Lors d’un briefing conjoint tenu jeudi 18 juin 2026 à Bunia, dans la province de l’Ituri, avec le ministre de la Communication et Médias, Patrick Muyaya, le ministre de la Santé a insisté sur la nécessité d’une approche commune entre le gouvernement et les partenaires techniques et financiers. Il a justifié cette démarche par le fait qu’une grande partie de ces soutiens financiers est gérée directement par certaines organisations humanitaires sans passer par le gouvernement. Selon lui, cette situation entretient une confusion au sein de l’opinion publique, où beaucoup pensent que ces différents fonds sont directement sous la gestion de l’État congolais.
En date du 17 mai 2026, soit deux jours après la déclaration officielle de l’épidémie en République démocratique du Congo, l’Organisation mondiale de la santé (OMS) a classé l’épidémie d’Ebola causée par le virus Bundibugyo, qui s’est propagée de la RDC vers l’Ouganda, comme une urgence de santé publique de portée internationale (PHEIC).

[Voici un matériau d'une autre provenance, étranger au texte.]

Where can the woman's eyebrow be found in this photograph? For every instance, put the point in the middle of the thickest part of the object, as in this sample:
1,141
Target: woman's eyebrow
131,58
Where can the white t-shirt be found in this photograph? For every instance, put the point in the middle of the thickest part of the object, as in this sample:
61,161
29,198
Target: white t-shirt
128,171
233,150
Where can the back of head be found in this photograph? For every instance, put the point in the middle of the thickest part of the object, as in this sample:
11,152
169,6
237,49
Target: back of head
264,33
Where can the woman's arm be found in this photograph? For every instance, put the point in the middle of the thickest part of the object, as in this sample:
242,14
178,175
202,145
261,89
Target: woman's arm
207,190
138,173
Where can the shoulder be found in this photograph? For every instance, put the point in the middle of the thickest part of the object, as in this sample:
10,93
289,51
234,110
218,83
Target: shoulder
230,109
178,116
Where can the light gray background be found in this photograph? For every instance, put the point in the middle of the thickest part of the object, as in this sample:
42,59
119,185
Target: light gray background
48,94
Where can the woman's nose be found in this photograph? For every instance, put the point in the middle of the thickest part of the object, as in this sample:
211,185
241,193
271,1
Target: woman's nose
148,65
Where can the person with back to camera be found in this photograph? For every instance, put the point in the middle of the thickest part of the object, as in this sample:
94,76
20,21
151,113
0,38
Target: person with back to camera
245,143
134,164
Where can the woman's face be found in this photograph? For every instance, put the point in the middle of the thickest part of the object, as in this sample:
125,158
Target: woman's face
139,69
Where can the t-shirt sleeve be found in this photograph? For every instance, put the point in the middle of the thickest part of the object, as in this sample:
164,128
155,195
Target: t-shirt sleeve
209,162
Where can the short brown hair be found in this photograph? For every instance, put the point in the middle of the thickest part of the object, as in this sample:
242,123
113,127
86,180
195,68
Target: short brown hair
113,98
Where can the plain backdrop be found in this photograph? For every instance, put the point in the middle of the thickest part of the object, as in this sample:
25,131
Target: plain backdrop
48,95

Selon l’OMS, l’épidémie a connu une expansion géographique importante et son ampleur réelle pourrait être sous-estimée. La situation est notamment aggravée par la forte mobilité des populations, la fragilité des systèmes de santé, l’insuffisance des infrastructures sanitaires ainsi que les difficultés d’accès à certaines zones touchées par les conflits.
À ces défis s’ajoute l’absence, à ce jour, de vaccin homologué et de traitement spécifique contre le virus Bundibugyo. Malgré ce contexte préoccupant, les autorités congolaises demeurent optimistes et s’appuient sur l’expérience acquise lors des seize précédentes épidémies d’Ebola que le pays est parvenu à maîtriser.